El aprovechamiento hidroeléctrico de las presas de Villalcampo y Salto de Castro saldrá a concurso público en el momento en que se cumpla el plazo de concesión otorgado el día de su puesta en funcionamiento. Esa es la determinación que ha tomado el Gobierno al ser preguntado por el futuro inmediato de estos embalses, cuya explotación por parte de Iberdrola vencerá en los años 2024 y 2027 respectivamente. El Ejecutivo razona su decisión en el Reglamento de Dominio Público Hidráulico, que explica que una vez dictada la resolución de extinción de la cesión, se tramitará un concurso público de explotación del aprovechamiento. Por lo tanto, esta solución se ofrecerá en los próximos ejercicios.

Las presas de Villalcampo y Salto de Castro fueron inauguradas en los primeros años del franquismo y bajo una concesión de aprovechamiento de 75 años a favor de Iberdrola. La primera de ellas entró en funcionamiento en el año 1949, por lo que su periodo de explotación concluye en el año 2024. En el caso de Castro, las turbinas comenzaron a funcionar en el año 1952, así que no será hasta 2027 cuando se ponga en marcha el proceso para un reaprovechamiento.
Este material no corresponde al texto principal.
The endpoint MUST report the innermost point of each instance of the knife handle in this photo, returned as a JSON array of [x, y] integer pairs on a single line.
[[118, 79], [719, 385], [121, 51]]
El Gobierno, a través de una pregunta parlamentaria formulada por Elvira Velasco, ha señalado que deberá redactarse un informe que incluya “una propuesta razonada sobre el futuro del aprovechamiento a extinguir y en el que haya, entre otros aspectos, recomendaciones sobre la continuidad de la explotación, la adscripción de la titularidad de las infraestructuras e instalaciones y sobre la gestión o, en su caso, la demolición de las infraestructuras o su reversión al Estado”. No obstante, la opción que baraja el Ejecutivo, a día de hoy, es la de la convocatoria de un nuevo concurso público de explotación.

Movimiento para que la riqueza revierta en la provincia

El expolítico de UCD, Luis Rodríguez San León remitió hace meses un escrito al Defensor del Pueblo para que intervenga en el proceso de reversión de los embalses de producción de energía eléctrica Iberdrola al Estado, ya que se basan en una concesión de 75 años rubricada en 1926 y la mayor parte de las presas están con la concesión caducada o a punto de hacerlo. Según dicho documento, las presas de Villalcampo, Ricobayo y Castro “deberían revertir al Estado o la comunidad autónoma o salir de nuevo a concurso, con unas condiciones que facilitarían el desarrollo de Castilla y León y sobre todo de Zamora y Salamanca en las zonas donde se encuentran los citados embalses, que además están ampliamente despobladas y con una absoluta necesidad de inversiones, debiendo revertir en las mismas una parte de la riqueza que crean a coste cero”.

En el escrito San León asegura que Iberdrola “no está cumpliendo las condiciones de la concesión entre ellas la de construcción y mantenimiento de los puentes de Manzanal, el puente de la Estrella o la apertura de una carretera provincial por el Salto de Castro que una Villardiegua y Castro de Alcañices, la zona de Sayago con el norte de Portugal y la carretera nacional 122.